The following libraries were used in the example notebook:

Pre-requisites

To implement code-dataset-model or workspace-to-model traceability, simply create a snapshot of your dataset or workspace volume using the DataOps Toolkit as part of your training run, as shown the following example code snippet. This code will save the data volume name and snapshot name as tags associated with the specific training run that you are logging to your MLflow experiment tracking server.

...
from netapp_dataops.k8s import cloneJupyterLab, createJupyterLab, deleteJupyterLab, \
listJupyterLabs, createJupyterLabSnapshot, listJupyterLabSnapshots, restoreJupyterLabSnapshot, \
cloneVolume, createVolume, deleteVolume, listVolumes, createVolumeSnapshot, \
deleteVolumeSnapshot, listVolumeSnapshots, restoreVolumeSnapshot


mlflow.set_tracking_uri("<your_tracking_server_uri>>:<port>>")
    os.environ['MLFLOW_HTTP_REQUEST_TIMEOUT'] = '500'  # Increase to 500 seconds
    mlflow.set_experiment(experiment_id)
    with mlflow.start_run() as run:
        latest_run_id = run.info.run_id
        start_time = datetime.now()

        # Preprocess the data
        preprocess(input_pdf_file_path, to_be_cleaned_input_file_path)

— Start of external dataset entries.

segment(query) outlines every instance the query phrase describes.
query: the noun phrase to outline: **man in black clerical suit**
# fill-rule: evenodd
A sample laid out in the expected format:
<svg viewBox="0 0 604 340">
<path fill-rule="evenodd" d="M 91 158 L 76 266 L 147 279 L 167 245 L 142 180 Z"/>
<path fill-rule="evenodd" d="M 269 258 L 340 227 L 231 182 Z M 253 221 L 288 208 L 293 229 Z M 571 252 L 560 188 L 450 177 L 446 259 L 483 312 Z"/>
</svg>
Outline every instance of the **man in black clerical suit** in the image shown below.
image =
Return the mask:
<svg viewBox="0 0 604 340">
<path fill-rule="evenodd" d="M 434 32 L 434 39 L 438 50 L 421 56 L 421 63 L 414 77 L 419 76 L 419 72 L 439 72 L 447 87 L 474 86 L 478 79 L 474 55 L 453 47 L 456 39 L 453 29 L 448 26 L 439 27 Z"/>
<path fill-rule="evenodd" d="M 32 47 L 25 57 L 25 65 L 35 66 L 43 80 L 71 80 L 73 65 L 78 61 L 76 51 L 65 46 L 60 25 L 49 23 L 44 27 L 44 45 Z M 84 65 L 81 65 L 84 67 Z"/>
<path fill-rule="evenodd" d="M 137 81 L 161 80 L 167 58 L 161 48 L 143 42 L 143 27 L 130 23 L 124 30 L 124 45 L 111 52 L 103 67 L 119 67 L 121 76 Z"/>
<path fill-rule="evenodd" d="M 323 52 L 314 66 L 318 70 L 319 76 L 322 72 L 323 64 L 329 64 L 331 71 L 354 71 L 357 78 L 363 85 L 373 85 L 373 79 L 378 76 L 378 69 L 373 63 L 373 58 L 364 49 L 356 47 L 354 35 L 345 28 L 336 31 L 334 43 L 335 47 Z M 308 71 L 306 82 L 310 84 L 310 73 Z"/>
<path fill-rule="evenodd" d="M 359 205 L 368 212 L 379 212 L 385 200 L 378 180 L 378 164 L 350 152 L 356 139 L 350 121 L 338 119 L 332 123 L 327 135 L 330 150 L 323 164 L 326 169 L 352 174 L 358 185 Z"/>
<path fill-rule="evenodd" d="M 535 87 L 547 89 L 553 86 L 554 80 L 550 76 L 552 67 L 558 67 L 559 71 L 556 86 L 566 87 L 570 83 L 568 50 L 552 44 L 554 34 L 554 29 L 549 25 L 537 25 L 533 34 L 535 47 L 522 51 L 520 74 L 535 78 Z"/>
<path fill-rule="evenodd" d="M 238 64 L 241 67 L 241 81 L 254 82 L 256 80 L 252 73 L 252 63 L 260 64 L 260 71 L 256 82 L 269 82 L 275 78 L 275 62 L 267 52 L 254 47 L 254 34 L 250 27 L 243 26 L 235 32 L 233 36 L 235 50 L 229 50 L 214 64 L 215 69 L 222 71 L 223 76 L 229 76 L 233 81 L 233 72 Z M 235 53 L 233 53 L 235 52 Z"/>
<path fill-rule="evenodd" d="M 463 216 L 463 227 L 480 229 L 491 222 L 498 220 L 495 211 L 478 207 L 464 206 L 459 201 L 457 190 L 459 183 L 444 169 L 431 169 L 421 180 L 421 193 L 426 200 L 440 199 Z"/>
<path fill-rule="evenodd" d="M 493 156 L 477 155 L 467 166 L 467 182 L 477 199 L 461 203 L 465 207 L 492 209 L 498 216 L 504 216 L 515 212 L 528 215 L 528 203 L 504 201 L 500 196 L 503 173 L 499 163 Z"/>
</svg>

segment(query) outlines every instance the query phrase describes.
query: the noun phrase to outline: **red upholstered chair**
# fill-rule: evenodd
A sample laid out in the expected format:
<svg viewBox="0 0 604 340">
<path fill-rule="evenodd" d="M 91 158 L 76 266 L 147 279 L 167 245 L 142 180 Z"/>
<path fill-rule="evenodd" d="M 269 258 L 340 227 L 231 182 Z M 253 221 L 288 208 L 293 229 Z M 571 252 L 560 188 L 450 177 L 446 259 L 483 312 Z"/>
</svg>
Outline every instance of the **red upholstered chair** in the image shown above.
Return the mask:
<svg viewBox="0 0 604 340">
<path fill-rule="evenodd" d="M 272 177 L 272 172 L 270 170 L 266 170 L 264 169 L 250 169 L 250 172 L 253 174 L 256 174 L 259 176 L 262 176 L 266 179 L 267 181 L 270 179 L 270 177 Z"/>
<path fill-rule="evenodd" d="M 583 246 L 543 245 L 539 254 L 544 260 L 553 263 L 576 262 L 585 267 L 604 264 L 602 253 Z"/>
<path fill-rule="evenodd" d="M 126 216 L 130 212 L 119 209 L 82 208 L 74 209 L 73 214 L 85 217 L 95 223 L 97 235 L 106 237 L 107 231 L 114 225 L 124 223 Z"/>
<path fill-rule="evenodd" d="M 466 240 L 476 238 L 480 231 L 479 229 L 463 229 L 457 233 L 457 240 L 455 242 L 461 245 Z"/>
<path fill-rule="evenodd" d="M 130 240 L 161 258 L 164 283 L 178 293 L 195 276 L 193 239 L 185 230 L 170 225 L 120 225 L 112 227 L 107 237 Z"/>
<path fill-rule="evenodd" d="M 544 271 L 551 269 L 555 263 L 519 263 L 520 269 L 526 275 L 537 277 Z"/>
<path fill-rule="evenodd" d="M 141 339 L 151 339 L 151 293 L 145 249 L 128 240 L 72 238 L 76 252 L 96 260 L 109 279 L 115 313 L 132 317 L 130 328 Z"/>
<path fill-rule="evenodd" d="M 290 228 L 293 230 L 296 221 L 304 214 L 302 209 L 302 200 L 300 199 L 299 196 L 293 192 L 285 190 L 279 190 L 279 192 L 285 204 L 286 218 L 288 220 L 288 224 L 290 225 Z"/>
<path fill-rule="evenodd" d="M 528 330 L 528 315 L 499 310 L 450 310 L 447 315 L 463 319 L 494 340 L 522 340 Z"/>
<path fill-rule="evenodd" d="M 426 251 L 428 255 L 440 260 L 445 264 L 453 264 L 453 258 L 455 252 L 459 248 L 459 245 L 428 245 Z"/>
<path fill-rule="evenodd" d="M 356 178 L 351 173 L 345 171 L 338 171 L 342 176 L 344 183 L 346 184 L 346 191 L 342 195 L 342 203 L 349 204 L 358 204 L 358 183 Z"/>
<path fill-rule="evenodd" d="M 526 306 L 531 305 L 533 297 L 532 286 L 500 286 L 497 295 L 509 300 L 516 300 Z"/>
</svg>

        # Print out sensitive data (passwords, SECRET_TOKEN, API_KEY found)
        check_pretrain(to_be_cleaned_input_file_path)

        # Tokenize the input file
        pretrain_tokenization(to_be_cleaned_input_file_path, model_name, tokenized_output_file_path)

        # Load the tokenizer and model
        tokenizer = GPT2Tokenizer.from_pretrained(model_name)
        model = GPT2LMHeadModel.from_pretrained(model_name)

        # Set the pad token
        tokenizer.pad_token = tokenizer.eos_token
        tokenizer.add_special_tokens({'pad_token': '[PAD]'})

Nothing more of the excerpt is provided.